NOTE 17: Contingencies
Environmental Matters
The Company is named as a responsible party on Superfund clean-up orders for three sites in Sunnyvale,
California that are on the National Priorities List. Since 1981, the Company has discovered hazardous material
releases to the groundwater from former underground tanks and proceeded to investigate and conduct
remediation at these three sites. The chemicals released into the groundwater were commonly used in the
semiconductor industry in the United States in the wafer fabrication process prior to 1979.
In 1991, the Company received Final Site Clean-up Requirements Orders from the California Regional
Water Quality Control Board relating to the three sites. The Company has entered into settlement agreements
with other responsible parties on two of the orders. During the term of such agreements other parties have agreed
to assume most of the foreseeable costs as well as the primary role in conducting remediation activities under the
orders. The Company remains responsible for additional costs beyond the scope of the agreements as well as all
remaining costs in the event that the other parties do not fulfill their obligations under the settlement agreements.

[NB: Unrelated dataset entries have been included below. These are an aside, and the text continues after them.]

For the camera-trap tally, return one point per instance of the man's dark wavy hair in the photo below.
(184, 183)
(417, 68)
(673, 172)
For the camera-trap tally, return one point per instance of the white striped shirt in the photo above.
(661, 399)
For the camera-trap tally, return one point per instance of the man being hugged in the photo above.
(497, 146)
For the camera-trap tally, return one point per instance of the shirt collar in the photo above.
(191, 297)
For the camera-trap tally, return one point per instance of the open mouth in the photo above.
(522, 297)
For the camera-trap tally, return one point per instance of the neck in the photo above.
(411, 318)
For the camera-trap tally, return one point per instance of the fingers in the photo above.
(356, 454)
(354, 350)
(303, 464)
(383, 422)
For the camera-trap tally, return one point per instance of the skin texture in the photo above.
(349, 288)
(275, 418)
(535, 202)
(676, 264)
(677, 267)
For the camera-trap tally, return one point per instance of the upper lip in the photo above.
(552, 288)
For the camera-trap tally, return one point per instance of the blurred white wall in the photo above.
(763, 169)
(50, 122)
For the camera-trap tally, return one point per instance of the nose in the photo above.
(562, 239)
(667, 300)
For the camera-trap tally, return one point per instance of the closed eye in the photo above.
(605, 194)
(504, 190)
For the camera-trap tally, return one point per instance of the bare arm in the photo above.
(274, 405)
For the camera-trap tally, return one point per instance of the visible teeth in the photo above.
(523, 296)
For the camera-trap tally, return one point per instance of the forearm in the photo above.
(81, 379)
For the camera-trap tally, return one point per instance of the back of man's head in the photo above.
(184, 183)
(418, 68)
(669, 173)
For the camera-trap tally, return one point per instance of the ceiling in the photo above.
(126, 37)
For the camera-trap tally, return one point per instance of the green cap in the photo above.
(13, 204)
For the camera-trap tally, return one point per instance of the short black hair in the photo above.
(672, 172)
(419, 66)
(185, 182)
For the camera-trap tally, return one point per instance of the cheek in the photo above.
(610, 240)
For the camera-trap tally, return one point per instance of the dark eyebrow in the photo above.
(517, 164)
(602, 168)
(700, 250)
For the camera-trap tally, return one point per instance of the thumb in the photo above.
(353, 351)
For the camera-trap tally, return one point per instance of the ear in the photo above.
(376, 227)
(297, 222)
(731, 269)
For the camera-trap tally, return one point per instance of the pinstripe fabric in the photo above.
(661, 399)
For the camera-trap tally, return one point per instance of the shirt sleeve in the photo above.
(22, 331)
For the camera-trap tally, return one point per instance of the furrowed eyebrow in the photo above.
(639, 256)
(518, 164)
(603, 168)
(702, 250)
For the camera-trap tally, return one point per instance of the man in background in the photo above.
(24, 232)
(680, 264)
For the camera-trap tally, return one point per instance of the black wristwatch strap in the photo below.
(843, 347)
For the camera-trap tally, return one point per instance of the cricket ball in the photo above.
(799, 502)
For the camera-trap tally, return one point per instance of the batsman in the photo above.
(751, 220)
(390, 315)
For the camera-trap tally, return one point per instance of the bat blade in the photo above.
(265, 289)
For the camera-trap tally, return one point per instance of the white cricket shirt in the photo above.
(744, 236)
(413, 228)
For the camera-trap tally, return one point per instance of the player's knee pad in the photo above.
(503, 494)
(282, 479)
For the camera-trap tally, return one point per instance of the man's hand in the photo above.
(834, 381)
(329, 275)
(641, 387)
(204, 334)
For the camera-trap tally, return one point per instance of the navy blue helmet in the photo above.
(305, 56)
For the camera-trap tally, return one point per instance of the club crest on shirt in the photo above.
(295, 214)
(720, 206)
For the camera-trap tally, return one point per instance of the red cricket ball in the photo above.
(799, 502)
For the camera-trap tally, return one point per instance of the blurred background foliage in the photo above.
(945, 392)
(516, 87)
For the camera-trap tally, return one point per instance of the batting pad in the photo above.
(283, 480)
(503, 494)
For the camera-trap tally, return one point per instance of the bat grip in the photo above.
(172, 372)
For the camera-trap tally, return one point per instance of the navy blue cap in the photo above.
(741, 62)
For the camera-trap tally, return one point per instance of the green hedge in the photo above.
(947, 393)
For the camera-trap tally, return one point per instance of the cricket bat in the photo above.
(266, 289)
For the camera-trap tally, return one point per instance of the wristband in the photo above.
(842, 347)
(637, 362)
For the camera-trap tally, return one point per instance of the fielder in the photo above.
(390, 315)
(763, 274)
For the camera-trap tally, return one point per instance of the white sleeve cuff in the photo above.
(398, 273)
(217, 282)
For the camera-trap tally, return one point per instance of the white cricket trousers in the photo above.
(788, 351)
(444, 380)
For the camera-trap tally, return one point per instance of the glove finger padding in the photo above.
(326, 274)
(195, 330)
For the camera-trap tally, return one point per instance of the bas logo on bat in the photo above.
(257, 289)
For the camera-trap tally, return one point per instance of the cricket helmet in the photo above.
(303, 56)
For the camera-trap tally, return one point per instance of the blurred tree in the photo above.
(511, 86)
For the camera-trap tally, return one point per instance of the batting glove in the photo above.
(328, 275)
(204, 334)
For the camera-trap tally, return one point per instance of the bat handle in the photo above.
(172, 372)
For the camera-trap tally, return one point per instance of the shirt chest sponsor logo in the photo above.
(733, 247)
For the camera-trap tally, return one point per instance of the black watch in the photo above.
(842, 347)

To address anticipated future remediation costs under the orders, the Company has computed and recorded
an estimated environmental liability of approximately $3.6 million and has not recorded any potential insurance
recoveries in determining the estimated costs of the cleanup. The progress of future remediation efforts cannot be
predicted with certainty and these costs may change. The Company believes that any amount in addition to what
has already been accrued would not be material.
Legal Matters
SGI (Graphics Properties Holding, Inc.) v. ATI and AMD, Case No. 06-C-0611 in the United States District
Court for the Western District of Wisconsin
On October 23, 2006, Silicon Graphics Inc. (SGI) filed a patent infringement lawsuit against ATI and AMD
in the United States District Court for the Western District of Wisconsin. SGI alleged that certain ATI products
infringe U.S. Patent No. 6,650,327 (the ‘327 patent) and later amended its complaint to add two additional
patents. The Company asserted counterclaims against SGI. SGI later abandoned its claims as to one patent, the
District Court granted the Company’s motion for summary judgment of non-infringement as to a second patent,
and the District Court also granted in part the Company’s motion for summary judgment of non-infringement on
the ‘327 patent. Immediately following the District Court’s entry of partial summary judgment, SGI moved to
dismiss its remaining infringement claims, and those claims were dismissed. The District Court granted the
Company’s request to proceed with the trial on its counterclaims of invalidity and inequitable conduct. The jury
verdict on February 8, 2008, found that certain claims of one of SGI’s patents were not invalid, and the District
Court subsequently dismissed an inequitable conduct claim raised by the Company. The Company and SGI both
appealed various aspects of the District Court’s rulings to the Court of Appeals for the Federal Circuit.